After reuniting following a thunderous round of applause for the “Back to the Future” actors at a panel discussion at New York Comic Con, Michael J. Fox, and Christopher Lloyd had a few intense exchanges.
The actors first collaborated on the 1985 blockbuster science fiction film directed by Robert Zemeckis, a story of time travel that has since earned the reputation as one of the best movies ever made thanks to two sequels, a musical, theme park rides, and other parts of its multi-million dollar franchise.
Fox didn’t initially intend to be in the picture and only got involved after Zemeckis had finished filming with Eric Stoltz. Stoltz wasn’t well-liked by the director, so Fox, who later gained notoriety for playing the lead in Marty McFly.
Christopher Lloyd’s thoughts about the Casting
According to Syfy.com, Lloyd, 83, described the stunning cast switch: “The announcement — at one o’clock in the morning after we were shooting for six weeks — was that the actor playing Marty would no longer be playing Marty, and that tomorrow, we would start shooting with Michael.” “I felt like I had just survived the first six weeks.

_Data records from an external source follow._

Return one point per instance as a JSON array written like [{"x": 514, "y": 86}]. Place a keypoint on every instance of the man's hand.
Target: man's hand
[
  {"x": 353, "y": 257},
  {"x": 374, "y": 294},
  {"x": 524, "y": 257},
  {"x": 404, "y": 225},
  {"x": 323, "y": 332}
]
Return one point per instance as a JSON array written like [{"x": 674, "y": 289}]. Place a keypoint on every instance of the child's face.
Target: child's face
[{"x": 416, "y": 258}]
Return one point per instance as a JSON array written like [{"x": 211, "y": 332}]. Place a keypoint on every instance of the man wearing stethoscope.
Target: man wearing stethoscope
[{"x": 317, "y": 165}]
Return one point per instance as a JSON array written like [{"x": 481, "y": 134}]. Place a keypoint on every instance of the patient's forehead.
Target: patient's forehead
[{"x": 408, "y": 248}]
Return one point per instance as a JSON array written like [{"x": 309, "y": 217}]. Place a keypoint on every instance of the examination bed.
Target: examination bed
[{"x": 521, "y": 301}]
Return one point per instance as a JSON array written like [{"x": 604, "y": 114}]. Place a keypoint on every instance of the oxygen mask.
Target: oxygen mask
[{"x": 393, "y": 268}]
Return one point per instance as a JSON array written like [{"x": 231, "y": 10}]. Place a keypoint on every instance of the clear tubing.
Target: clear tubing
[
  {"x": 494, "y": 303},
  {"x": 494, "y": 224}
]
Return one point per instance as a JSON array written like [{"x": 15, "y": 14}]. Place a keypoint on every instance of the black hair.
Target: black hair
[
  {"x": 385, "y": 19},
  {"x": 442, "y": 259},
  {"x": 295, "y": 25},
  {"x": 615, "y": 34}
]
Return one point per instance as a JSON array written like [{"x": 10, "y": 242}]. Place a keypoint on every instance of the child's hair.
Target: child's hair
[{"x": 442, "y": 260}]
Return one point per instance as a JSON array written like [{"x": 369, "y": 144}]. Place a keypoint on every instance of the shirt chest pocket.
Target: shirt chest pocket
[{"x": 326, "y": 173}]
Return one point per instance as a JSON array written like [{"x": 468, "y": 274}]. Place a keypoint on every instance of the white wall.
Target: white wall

On the Parkinson’s diagnosis, Michael J. Fox reflects, saying, “Gratitude makes optimism sustainable.”
He remarked that the connection between the actors “was present from the first scene we did, it was alive, and it remained that way for three movies.” By the way, it hasn’t disappeared.
Working with Lloyd, who is 61, came easy to Fox.
He said, “All I had to do was just react.” “Just let it wash over me while I soak it all in. I considered him to be brilliant. Simply enjoying Chris’ company and letting him be Chris was the whole objective. It was exciting.
In “Back to the Future,” which had a $19 million budget but made nearly $400 million at the box office, Lea Thompson, Crispin Glover, and Claudia Wells all had roles.
The movie garnered three additional nominations, including the best original song for Huey Lewis and The News “The Power of Love,” and an Academy Award for outstanding sound effects editing.
Zemeckis released two sequels in 1989 and 1990 as well.
After the popularity of the film, both Lloyd and Fox continued acting in movies and television series, although Michael confessed he left the industry in his 2020 book “No Time Like the Future” because of the aggravation of his Parkinson’s disease.
In addition, Fox said, “You folks have given me my entire life.” I’ve never thought of anything nicer than this, the gift of Parkinson’s. What matters, is not what I possess, but what I have been given.
Lloyd delivered a few jokes to the crowd while playing the part of Doc Brown.